SAP announced earlier today that it was raising its full-year revenue target as a result of strong software sales of its own products and with an extra boost from its acquisition of Ariba, which closed on October 1.
All executives on the earnings call said that the quarter was “solid” especially in comparison to the very strong quarter reported in Q3 2011. They told investors that, “[a]ssuming that the macroeconomic environment does not deteriorate the company expects to reach the upper end of the 10.5% – 12.5% non-IFRS software and software-related service revenue growth range (at constant currencies)”. That’s actually higher than earlier projections, so the company is quite optimistic about the rest of 2012.
The highlights of Q3, 2012:
total revenue in Q3 was €3,952 million, up 16% as reported
software revenue was €1,026 million, up 17% as reported and up 12% at constant currencies — ahead of the €995 million forecast.
by geography, software revenue from the Americas was up 37 % to €458 million, led by “exceptional” performance from Mexico and Brazil. Asia delivered an “impressive quarter” with software revenue up 18% to €194 million. Revenue from China was up over 40%; China is now SAP’s sixth largest by revenue. Revenue from EMEA, at €374 million, was “basically flat [over last year] which was a solid performance considering the tremendous Q3/11.”
mobile and cloud still represent a tiny fraction of total revenue, but are growing nicely. Mobile revenue was €48 million for Q3 2012, more than double the €22 million for the year-ago quarter. Cloud revenue was €80 million for Q3 2012, up from a negligible €4 million a year ago. Year-to-date, cloud revenue is €183 million, well on the way to the company’s target of €220 million.
SAP execs told investors that its large, loyal installed base will accelerate adoption of cloud technology. The cloud business isn’t profitable yet, but is expected to be by 2015. SAP feels its advantage is that it has HR, finance, CRM, supplier relationship (via Ariba) solutions already available in the cloud, in an offering that integrates on-premise and cloud “out of the box”. SAP said that it thinks most of its traditional competitors don’t understand the cloud, and that they are trying to recast on-premise solutions as being in the cloud — customers want specific point solutions on the cloud, with a tailored user experience, that lead to SAP making competitive strides.
To further emphasize the importance of its cloud business, the company changed how it will report revenue. SAP used to report 3 segments: products, consulting and training. Starting in Q4, reports will center on 2 main segments, each with 2 sub-segments: On-Premise will include product and service; Cloud will include applications and Ariba. Under this new scheme, Ariba added no revenue in Q3 (makes sense, since the acquisition closed on October 1); the continuing cloud applications business reported external revenue of €101 million (subscriptions and services) and a segment loss of €17 million.
The company forecast that growth in software and related services sales will reach the upper end of its earlier range of 10.5% to 12.5% this year, because of contributions from the Ariba and SuccessFactors acquisitions. That would take software and related services revenue to around €12.7 billion.
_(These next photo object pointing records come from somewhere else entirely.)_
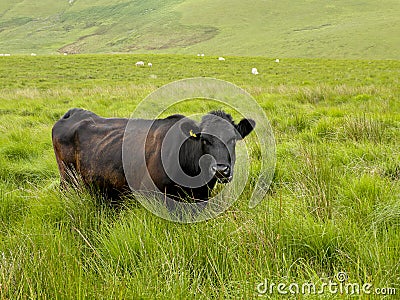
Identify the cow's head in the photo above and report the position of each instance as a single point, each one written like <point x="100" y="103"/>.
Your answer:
<point x="216" y="136"/>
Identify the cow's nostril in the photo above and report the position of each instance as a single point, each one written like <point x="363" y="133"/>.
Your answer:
<point x="221" y="169"/>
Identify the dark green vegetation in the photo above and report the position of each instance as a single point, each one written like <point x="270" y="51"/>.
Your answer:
<point x="285" y="28"/>
<point x="333" y="206"/>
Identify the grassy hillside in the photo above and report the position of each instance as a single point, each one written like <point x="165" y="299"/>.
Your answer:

I really like SAP’s current tag line: “My people, my money, my customer, my suppliers” — it’s descriptive of what they offer and takes technology completely out of the value proposition. You’ll notice that “my product” isn’t mentioned; there’s been no emphasis on PLM at the corporate level for a long time. SAP is going to be at PLM Innovation Americas later this week, and I’m very interested to hear what’s new with its PLM product set.
Lessons from today’s announcement and call: business isn’t slowing down, large deals keep happening, and the cloud is small but generates a lot of customer interest that should lead to future growth. Let’s see how the PLMish world’s results compare, with earnings from DS and 3D Systems coming tomorrow.